An Economic History of Regional Industrialization
Title | An Economic History of Regional Industrialization PDF eBook |
Author | Bas van Leeuwen |
Publisher | Routledge |
Total Pages | 301 |
Release | 2020-10-22 |
Genre | Business & Economics |
ISBN | 0429510128 |
This book offers a comprehensive study of regional industrialization in Europe and Asia from the early nineteenth century to the present. Using case studies on regional industrialization, the book provides insights into similarities and differences in industrialization processes between European, Eurasian and Asian countries. Important factors include the transition from traditional to modern industrial production, industrial policy, agglomeration forces, market integration, and the determinants of industrial location over time.
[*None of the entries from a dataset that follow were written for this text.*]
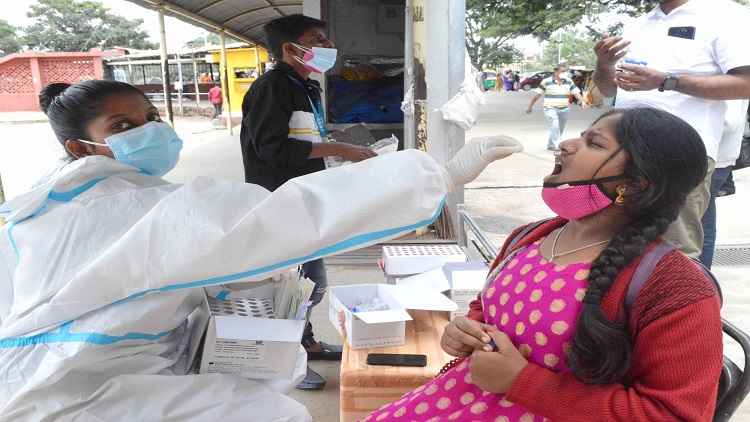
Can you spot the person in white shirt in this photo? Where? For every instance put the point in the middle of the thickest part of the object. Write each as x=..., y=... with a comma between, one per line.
x=556, y=91
x=685, y=57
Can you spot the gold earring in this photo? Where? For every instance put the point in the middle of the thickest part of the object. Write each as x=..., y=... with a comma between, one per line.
x=621, y=190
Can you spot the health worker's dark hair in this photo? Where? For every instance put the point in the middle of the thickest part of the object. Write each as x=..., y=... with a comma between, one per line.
x=70, y=108
x=288, y=29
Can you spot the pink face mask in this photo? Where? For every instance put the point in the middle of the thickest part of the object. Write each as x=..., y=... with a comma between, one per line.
x=579, y=199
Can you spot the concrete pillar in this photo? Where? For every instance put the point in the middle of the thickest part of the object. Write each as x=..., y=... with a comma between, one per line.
x=166, y=84
x=36, y=76
x=181, y=83
x=225, y=82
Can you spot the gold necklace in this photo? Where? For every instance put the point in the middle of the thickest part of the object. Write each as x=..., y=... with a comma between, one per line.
x=557, y=237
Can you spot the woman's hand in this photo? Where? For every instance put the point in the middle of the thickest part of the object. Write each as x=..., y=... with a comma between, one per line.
x=463, y=335
x=355, y=153
x=496, y=371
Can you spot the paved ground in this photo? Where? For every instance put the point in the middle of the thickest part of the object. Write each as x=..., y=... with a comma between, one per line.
x=505, y=196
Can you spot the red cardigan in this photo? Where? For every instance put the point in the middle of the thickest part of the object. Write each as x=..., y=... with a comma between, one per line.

The book is an invaluable reference that attempts to bridge the fields of economic history, political history, economic geography, and economics while contributing to the debates on economic divergence between Europe and Asia as well as on the role of economic integration and globalization.
An Economic History of Nineteenth-Century Europe
Title | An Economic History of Nineteenth-Century Europe PDF eBook |
Author | Ivan Berend |
Publisher | Cambridge University Press |
Total Pages | 541 |
Release | 2013 |
Genre | Business & Economics |
ISBN | 1107030706 |
A transnational survey of the economic development of Europe, exploring why some regions advanced and some stayed behind.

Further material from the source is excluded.